The other major reason for ASEAN’s—officially unexplained—attempt to dilute the U.N. resolution has more to do with political considerations, experts say. Torn among a diversity of economic and political interests, as well as the bloc’s longstanding principles of non-interference and non-binding agreements, ASEAN has defaulted to a notoriously soft stance on the Myanmar crisis.

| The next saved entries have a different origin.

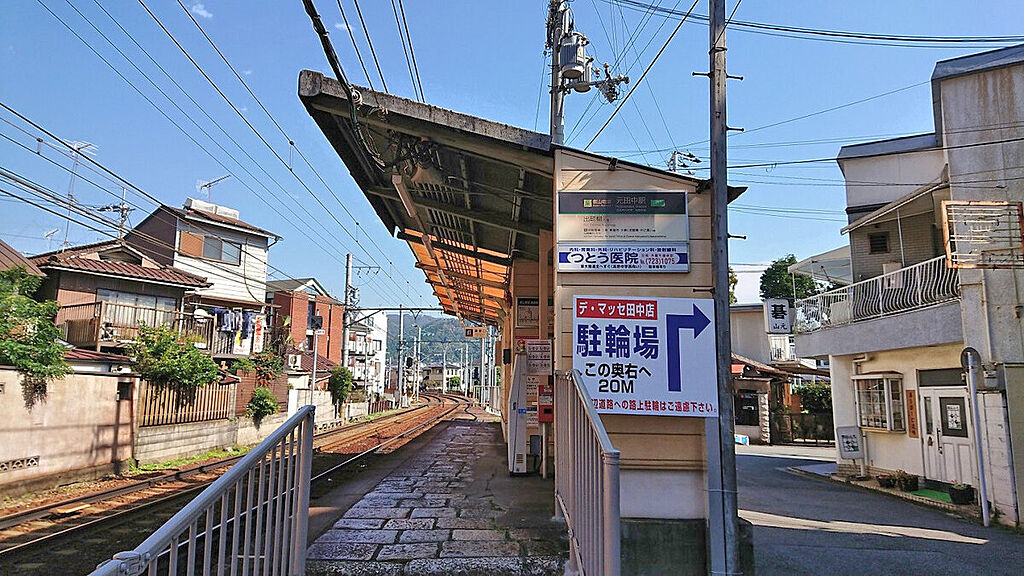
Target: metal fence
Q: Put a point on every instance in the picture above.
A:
(909, 288)
(251, 521)
(586, 480)
(799, 427)
(157, 406)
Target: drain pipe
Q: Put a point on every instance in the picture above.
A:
(971, 361)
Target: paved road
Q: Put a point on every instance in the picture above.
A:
(809, 526)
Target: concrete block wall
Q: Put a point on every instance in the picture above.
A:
(80, 430)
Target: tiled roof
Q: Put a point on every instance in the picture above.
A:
(82, 355)
(166, 275)
(10, 257)
(218, 218)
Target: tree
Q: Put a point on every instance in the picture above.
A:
(814, 397)
(340, 383)
(733, 280)
(168, 361)
(29, 339)
(777, 283)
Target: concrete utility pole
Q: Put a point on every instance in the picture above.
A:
(558, 24)
(345, 316)
(401, 356)
(723, 524)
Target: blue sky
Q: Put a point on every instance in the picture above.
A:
(479, 57)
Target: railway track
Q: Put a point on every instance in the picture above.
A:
(29, 529)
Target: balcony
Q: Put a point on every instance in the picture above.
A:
(918, 305)
(105, 324)
(910, 288)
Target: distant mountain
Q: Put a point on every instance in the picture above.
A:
(437, 334)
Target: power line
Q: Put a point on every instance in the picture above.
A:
(832, 35)
(642, 76)
(355, 46)
(370, 43)
(173, 122)
(266, 144)
(412, 51)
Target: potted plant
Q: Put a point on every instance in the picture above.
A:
(886, 481)
(961, 493)
(905, 481)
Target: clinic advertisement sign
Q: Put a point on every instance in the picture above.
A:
(646, 356)
(623, 216)
(623, 256)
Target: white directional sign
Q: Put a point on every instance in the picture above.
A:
(647, 356)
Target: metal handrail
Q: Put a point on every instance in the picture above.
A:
(587, 480)
(909, 288)
(255, 517)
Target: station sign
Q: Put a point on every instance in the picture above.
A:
(624, 256)
(623, 216)
(647, 355)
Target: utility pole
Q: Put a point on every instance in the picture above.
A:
(401, 356)
(345, 315)
(723, 530)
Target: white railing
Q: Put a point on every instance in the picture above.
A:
(252, 520)
(586, 480)
(909, 288)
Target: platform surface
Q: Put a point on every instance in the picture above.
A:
(450, 507)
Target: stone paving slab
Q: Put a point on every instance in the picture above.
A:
(449, 508)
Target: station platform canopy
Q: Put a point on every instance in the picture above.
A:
(469, 196)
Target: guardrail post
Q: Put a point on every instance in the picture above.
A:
(301, 518)
(612, 523)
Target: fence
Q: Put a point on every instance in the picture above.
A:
(252, 520)
(798, 427)
(161, 406)
(909, 288)
(586, 480)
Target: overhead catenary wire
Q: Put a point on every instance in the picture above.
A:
(640, 80)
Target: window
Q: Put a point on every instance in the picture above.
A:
(878, 243)
(880, 403)
(217, 249)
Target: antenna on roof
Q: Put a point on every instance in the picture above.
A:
(210, 183)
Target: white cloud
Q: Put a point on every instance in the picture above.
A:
(200, 9)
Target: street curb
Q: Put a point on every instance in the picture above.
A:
(951, 509)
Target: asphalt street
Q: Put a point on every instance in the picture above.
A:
(815, 527)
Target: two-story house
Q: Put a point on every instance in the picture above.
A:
(209, 240)
(108, 289)
(894, 336)
(298, 300)
(368, 350)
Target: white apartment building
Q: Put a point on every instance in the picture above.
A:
(894, 336)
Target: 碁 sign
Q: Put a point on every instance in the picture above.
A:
(646, 356)
(622, 256)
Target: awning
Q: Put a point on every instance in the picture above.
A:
(833, 265)
(918, 202)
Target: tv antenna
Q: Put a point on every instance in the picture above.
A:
(210, 183)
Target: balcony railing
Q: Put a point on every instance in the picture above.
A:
(96, 324)
(909, 288)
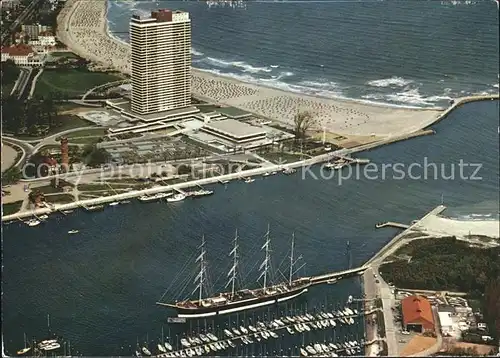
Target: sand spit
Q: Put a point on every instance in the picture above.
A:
(83, 28)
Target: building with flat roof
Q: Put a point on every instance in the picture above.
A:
(417, 314)
(234, 131)
(160, 61)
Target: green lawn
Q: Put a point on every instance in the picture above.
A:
(94, 131)
(72, 82)
(12, 208)
(59, 198)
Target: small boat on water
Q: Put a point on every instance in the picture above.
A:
(176, 197)
(157, 196)
(26, 349)
(146, 351)
(201, 192)
(33, 222)
(212, 337)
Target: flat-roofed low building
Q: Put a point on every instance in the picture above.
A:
(446, 323)
(234, 131)
(417, 314)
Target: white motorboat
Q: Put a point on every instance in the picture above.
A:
(176, 197)
(146, 351)
(26, 348)
(157, 196)
(33, 222)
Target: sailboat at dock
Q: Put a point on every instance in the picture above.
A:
(244, 299)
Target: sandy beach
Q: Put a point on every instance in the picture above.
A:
(83, 28)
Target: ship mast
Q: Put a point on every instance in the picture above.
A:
(291, 260)
(232, 271)
(265, 263)
(201, 276)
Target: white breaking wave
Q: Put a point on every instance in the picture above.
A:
(246, 67)
(389, 82)
(196, 52)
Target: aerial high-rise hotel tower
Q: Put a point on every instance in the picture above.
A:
(161, 61)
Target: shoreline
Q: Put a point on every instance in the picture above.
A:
(212, 180)
(83, 27)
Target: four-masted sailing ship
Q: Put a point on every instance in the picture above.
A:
(244, 299)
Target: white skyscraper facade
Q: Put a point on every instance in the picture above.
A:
(161, 61)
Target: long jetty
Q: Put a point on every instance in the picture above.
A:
(392, 224)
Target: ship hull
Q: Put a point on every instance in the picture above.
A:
(239, 306)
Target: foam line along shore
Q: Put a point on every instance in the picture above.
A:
(83, 28)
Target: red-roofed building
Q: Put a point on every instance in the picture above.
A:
(417, 314)
(22, 55)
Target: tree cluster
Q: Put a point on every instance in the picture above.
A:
(34, 116)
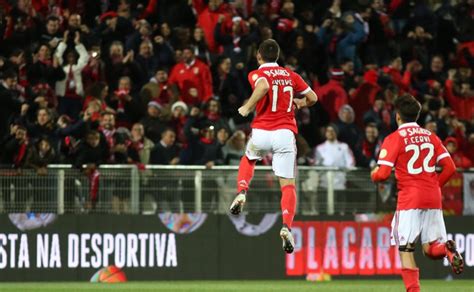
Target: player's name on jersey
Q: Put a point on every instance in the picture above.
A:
(276, 72)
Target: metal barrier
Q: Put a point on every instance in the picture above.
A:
(127, 189)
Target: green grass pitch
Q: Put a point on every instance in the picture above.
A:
(245, 286)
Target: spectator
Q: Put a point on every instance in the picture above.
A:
(140, 147)
(229, 87)
(118, 65)
(234, 148)
(368, 148)
(152, 122)
(51, 34)
(157, 89)
(193, 79)
(179, 111)
(380, 115)
(125, 104)
(202, 145)
(201, 49)
(71, 89)
(10, 105)
(462, 100)
(39, 156)
(348, 132)
(166, 152)
(332, 95)
(44, 126)
(336, 154)
(146, 60)
(460, 160)
(15, 147)
(44, 69)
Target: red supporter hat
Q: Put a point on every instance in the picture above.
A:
(337, 73)
(107, 15)
(450, 140)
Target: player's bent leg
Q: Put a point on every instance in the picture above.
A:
(245, 175)
(288, 206)
(434, 250)
(455, 259)
(410, 272)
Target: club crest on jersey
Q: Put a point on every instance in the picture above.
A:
(276, 72)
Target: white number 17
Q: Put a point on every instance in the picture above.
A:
(275, 97)
(416, 153)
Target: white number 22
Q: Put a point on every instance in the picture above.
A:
(416, 154)
(275, 97)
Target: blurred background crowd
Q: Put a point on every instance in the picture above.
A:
(160, 81)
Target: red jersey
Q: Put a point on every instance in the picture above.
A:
(414, 152)
(275, 110)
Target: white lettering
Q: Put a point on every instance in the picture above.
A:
(55, 257)
(3, 252)
(12, 238)
(120, 250)
(132, 248)
(108, 248)
(366, 259)
(330, 250)
(96, 241)
(42, 250)
(73, 251)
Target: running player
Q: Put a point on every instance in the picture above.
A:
(273, 129)
(415, 152)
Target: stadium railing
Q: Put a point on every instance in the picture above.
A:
(128, 189)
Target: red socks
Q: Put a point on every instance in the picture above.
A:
(288, 204)
(436, 250)
(411, 279)
(245, 174)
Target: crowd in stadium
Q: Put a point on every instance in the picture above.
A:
(160, 81)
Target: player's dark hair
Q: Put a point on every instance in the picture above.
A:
(408, 108)
(269, 50)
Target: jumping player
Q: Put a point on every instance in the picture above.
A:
(273, 129)
(415, 152)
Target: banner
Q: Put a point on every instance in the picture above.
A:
(343, 248)
(47, 247)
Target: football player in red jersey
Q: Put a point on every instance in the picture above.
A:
(274, 127)
(415, 152)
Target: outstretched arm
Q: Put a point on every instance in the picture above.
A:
(309, 99)
(260, 91)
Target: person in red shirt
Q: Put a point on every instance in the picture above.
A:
(415, 152)
(332, 95)
(193, 79)
(273, 130)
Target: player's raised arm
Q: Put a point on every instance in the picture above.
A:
(261, 89)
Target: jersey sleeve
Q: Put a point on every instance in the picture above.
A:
(389, 151)
(256, 76)
(300, 86)
(440, 150)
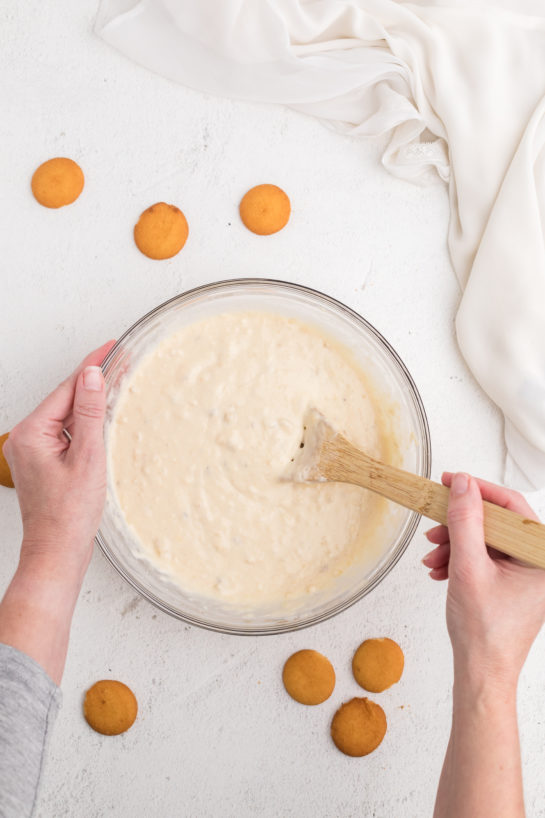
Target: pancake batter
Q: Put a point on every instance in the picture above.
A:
(202, 435)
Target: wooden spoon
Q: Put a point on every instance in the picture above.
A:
(327, 455)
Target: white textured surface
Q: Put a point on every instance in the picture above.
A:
(216, 734)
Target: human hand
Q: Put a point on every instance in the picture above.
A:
(495, 604)
(61, 485)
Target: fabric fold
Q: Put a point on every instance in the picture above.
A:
(457, 87)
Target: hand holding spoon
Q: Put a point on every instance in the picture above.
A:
(328, 456)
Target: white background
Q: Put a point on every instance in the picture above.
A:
(216, 734)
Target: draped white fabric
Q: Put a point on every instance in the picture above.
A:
(459, 88)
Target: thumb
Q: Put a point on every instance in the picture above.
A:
(88, 412)
(465, 524)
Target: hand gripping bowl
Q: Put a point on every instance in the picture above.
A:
(374, 355)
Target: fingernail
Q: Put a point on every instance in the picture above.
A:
(92, 378)
(459, 484)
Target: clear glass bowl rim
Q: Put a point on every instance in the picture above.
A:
(414, 519)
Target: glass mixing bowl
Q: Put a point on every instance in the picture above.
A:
(387, 373)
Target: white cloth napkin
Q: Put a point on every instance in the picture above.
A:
(458, 86)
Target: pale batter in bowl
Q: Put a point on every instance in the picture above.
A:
(204, 430)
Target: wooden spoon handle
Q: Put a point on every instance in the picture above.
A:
(505, 530)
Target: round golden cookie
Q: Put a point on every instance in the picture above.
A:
(358, 727)
(309, 677)
(265, 209)
(378, 664)
(57, 182)
(110, 707)
(161, 231)
(5, 474)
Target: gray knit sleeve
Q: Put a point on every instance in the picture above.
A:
(29, 701)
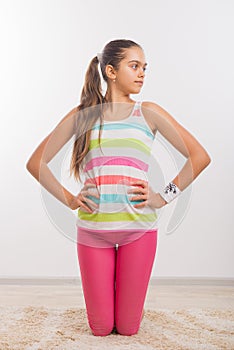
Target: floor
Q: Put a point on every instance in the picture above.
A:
(158, 296)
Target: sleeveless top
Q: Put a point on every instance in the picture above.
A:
(123, 157)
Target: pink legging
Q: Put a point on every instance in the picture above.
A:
(115, 282)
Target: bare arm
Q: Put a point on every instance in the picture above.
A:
(47, 149)
(183, 141)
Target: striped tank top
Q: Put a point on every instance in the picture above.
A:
(123, 157)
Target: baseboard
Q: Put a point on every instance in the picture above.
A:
(202, 281)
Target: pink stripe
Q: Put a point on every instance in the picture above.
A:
(127, 161)
(111, 179)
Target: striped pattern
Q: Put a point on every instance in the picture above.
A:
(123, 157)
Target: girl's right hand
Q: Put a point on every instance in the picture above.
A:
(82, 201)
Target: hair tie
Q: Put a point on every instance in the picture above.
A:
(99, 56)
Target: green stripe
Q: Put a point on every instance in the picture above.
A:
(126, 142)
(111, 217)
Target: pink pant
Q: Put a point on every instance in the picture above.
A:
(115, 282)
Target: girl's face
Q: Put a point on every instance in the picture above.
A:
(131, 71)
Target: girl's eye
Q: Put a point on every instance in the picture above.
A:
(137, 65)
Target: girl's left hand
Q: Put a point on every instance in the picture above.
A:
(144, 192)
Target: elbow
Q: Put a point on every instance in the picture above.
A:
(205, 159)
(200, 160)
(33, 167)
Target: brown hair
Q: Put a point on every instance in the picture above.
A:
(92, 100)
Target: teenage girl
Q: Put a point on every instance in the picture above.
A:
(117, 220)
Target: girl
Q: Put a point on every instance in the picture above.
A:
(117, 220)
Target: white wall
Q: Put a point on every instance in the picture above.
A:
(45, 50)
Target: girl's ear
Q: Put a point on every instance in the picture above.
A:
(110, 71)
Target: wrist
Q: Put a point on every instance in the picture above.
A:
(170, 192)
(161, 200)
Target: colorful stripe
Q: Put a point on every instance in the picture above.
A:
(122, 156)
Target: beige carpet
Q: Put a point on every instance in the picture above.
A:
(42, 328)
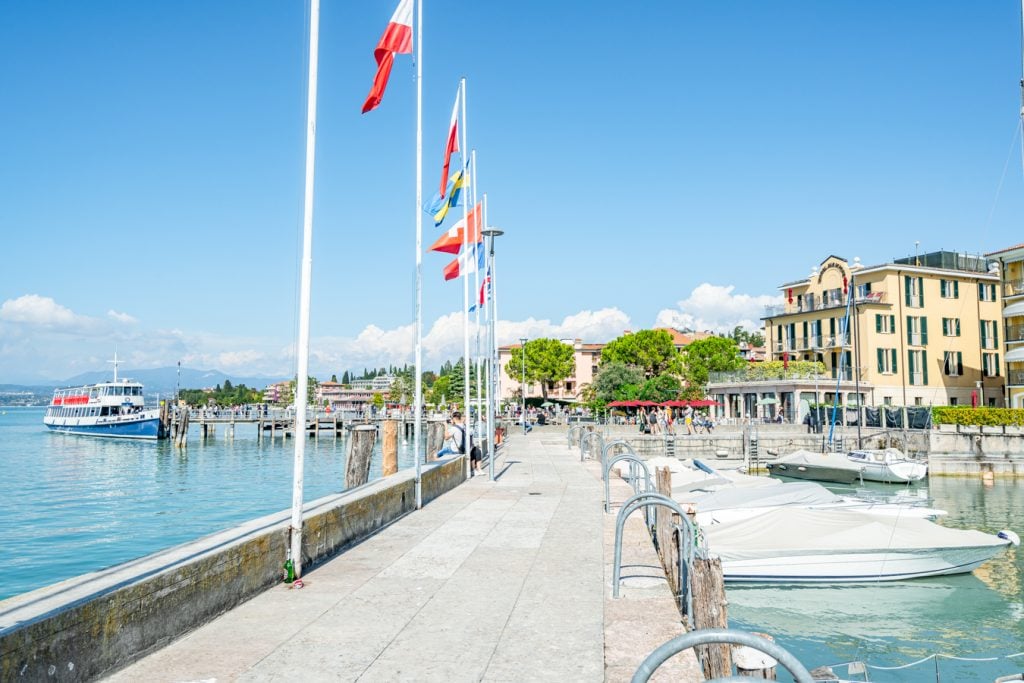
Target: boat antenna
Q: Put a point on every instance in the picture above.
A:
(116, 363)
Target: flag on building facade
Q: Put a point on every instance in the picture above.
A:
(467, 263)
(397, 38)
(452, 144)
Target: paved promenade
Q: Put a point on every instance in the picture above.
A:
(502, 581)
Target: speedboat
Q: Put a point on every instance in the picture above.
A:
(109, 409)
(844, 546)
(888, 466)
(726, 505)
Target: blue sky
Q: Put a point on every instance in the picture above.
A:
(651, 162)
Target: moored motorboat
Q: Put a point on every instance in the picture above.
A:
(834, 546)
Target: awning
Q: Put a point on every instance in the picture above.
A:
(1014, 309)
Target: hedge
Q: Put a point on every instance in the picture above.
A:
(963, 415)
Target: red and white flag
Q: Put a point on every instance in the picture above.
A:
(397, 38)
(452, 241)
(453, 142)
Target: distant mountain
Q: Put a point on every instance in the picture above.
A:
(164, 380)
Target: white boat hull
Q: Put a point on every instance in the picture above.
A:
(868, 566)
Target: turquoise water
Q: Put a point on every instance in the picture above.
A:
(75, 504)
(889, 625)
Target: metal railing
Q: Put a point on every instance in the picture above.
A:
(729, 636)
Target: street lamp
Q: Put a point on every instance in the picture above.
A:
(492, 400)
(522, 383)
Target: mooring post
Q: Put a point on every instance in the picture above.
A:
(435, 438)
(710, 612)
(389, 447)
(360, 450)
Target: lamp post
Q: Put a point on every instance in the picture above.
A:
(491, 232)
(522, 383)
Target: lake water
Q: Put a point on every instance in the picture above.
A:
(980, 614)
(75, 504)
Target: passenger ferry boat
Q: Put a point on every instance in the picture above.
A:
(110, 409)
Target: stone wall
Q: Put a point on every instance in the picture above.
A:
(94, 624)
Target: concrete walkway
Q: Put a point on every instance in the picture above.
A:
(494, 581)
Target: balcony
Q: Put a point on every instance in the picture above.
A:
(1013, 288)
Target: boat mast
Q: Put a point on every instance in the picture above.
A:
(117, 363)
(302, 349)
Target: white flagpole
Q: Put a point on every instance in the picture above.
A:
(302, 349)
(465, 275)
(418, 381)
(476, 290)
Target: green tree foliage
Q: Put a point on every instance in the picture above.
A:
(548, 361)
(709, 355)
(650, 350)
(663, 387)
(616, 381)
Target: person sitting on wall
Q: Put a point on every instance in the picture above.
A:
(455, 437)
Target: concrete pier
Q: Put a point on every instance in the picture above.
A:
(493, 581)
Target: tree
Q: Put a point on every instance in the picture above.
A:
(710, 355)
(616, 381)
(548, 361)
(650, 350)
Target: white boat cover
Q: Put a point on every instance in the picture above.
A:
(803, 493)
(791, 531)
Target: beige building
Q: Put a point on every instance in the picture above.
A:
(1012, 266)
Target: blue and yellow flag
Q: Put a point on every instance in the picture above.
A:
(438, 206)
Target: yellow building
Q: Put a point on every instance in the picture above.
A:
(924, 331)
(1012, 266)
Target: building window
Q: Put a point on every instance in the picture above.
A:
(887, 360)
(916, 365)
(913, 292)
(989, 334)
(952, 364)
(916, 330)
(990, 365)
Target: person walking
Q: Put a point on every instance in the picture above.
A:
(455, 437)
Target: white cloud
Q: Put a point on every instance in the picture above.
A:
(36, 310)
(121, 317)
(715, 307)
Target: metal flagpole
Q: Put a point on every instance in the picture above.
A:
(418, 381)
(465, 275)
(476, 289)
(302, 350)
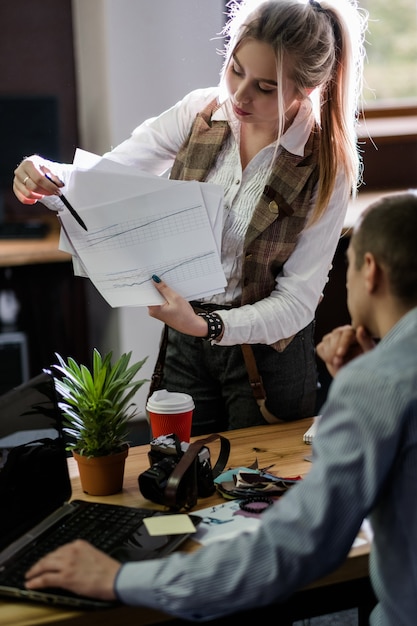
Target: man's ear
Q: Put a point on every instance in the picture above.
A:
(372, 272)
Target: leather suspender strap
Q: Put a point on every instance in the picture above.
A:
(159, 366)
(255, 379)
(189, 456)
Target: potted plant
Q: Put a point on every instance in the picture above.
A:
(97, 405)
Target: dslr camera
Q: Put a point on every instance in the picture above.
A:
(192, 480)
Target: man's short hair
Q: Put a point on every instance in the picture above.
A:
(388, 230)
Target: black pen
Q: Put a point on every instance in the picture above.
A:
(68, 205)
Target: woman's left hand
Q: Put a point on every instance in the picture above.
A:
(177, 312)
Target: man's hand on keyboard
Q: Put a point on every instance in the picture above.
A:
(78, 567)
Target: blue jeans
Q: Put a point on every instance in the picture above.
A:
(217, 379)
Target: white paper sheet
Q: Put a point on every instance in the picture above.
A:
(139, 225)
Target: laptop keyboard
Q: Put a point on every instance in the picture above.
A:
(106, 526)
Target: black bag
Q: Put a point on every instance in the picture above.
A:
(180, 473)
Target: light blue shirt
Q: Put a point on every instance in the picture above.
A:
(364, 465)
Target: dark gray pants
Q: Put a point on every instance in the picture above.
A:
(217, 379)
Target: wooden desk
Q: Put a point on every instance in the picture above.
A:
(280, 445)
(14, 252)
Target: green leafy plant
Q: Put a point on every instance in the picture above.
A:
(97, 404)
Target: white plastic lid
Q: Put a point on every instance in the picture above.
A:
(163, 401)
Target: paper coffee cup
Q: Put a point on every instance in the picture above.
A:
(170, 412)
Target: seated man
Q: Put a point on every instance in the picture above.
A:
(364, 465)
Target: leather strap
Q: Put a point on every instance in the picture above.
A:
(255, 379)
(175, 479)
(159, 366)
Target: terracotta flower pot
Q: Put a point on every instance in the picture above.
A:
(102, 475)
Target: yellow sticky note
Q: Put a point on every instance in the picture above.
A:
(176, 524)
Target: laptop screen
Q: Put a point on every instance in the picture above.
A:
(34, 479)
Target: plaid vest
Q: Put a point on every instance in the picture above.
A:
(280, 214)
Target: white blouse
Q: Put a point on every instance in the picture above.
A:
(153, 146)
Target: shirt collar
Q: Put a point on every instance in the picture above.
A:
(294, 139)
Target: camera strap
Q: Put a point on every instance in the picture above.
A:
(186, 461)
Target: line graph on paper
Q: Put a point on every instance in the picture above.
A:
(164, 233)
(145, 229)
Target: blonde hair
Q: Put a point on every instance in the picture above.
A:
(325, 43)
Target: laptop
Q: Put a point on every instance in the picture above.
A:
(36, 514)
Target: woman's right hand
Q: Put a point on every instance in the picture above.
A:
(30, 183)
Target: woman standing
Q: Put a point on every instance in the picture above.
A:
(278, 134)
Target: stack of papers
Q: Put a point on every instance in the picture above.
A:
(140, 225)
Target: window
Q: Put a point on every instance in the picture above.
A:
(391, 45)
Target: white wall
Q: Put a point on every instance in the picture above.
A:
(135, 58)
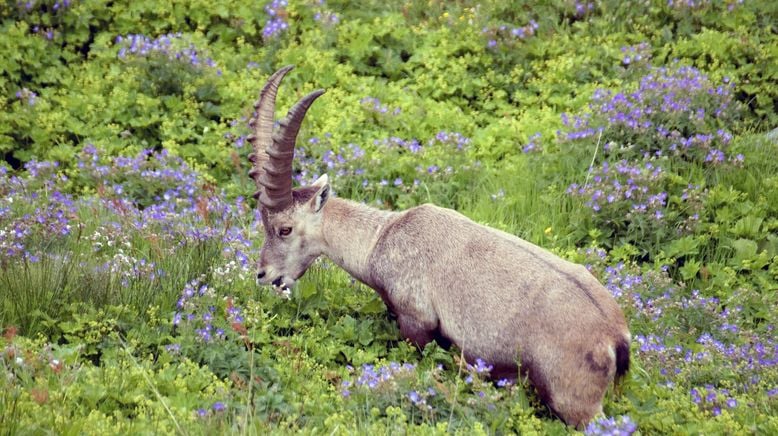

“ASEAN likely felt that if it were to be the main player dealing with the coup leaders, its support for an arms embargo would’ve killed any goodwill it might’ve had with the coup leaders,” Tan See Seng, a research advisor at Singapore-based think tank S. Rajaratnam School of International Studies, tells TIME.
Meanwhile, Amara points to the intertwining economic interests linking ASEAN states to Myanmar that would have been impacted by the arms embargo. “A lot of ASEAN countries are trading with Myanmar, both state and non-state actors,” he says, adding that for these ASEAN states, restrictions that may impact trade with Myanmar are “not aligned with their interests.”
Thailand, whose military and business elites have long maintained close personal ties with their Burmese counterparts, has continued collaborating publicly with Myanmar on military operations and energy projects. Meanwhile, MyTel, a mobile carrier jointly launched by the Vietnamese and Myanmar militaries in 2017, remains one of Myanmar’s biggest telecommunications providers.
The result of these uneven economic and political connections with Myanmar have led to a divided ASEAN.
On one hand, Singapore, Malaysia, and the Philippines have been unequivocal in their condemnation of the unrest in Myanmar, urging stronger measures against the junta. But on the other hand, Thailand and Indonesia, the current chair of ASEAN, have forged on with “quiet diplomacy” with Myanmar—to limited success. In June, Thailand, under its then-caretaker government led by former military leader Prayuth Chan-ocha, set up informal regional peace talks with the Myanmar junta—only to be snubbed by the more critical ASEAN states.
Amid the cacophony of diplomatic strategies within the bloc, what concerted responses ASEAN has come up with have so far been inevitably weak: the Five-Point Consensus, cobbled together months after the coup, called for, among other things, an end to violence, dialogue among stakeholders, and humanitarian aid to Myanmar. But it has been largely ignored by the junta, even after it initially agreed to the terms.
Lina Alexandra, who heads the international relations department at the Jakarta-based Centre for Strategic and International Studies, tells TIME that ASEAN needs to move beyond its traditional consensus-based decision-making process.
“For anything to move in ASEAN, it has to go through consensus by all members. In this Myanmar context, it does not make sense,” she says, since the bloc is now dealing with the very junta that they are trying to curb.
As violence continues unabated in Myanmar, with the junta repeatedly accused of targeting civilians, ASEAN released a statement in September that “strongly condemned the continued acts of violence in Myanmar.” It was summarily dismissed by the junta as “one-sided.”
Such toothless condemnations by ASEAN have only added to the chagrin of activists concerned about the persisting humanitarian crisis in Myanmar.
“ASEAN lacks leadership at the very top,” Yadanar Maung, a spokesperson at Justice For Myanmar, tells TIME. “Their failed collective response to the region’s most pressing crisis allows ASEAN governments to continue business as usual with the illegitimate Myanmar military junta.”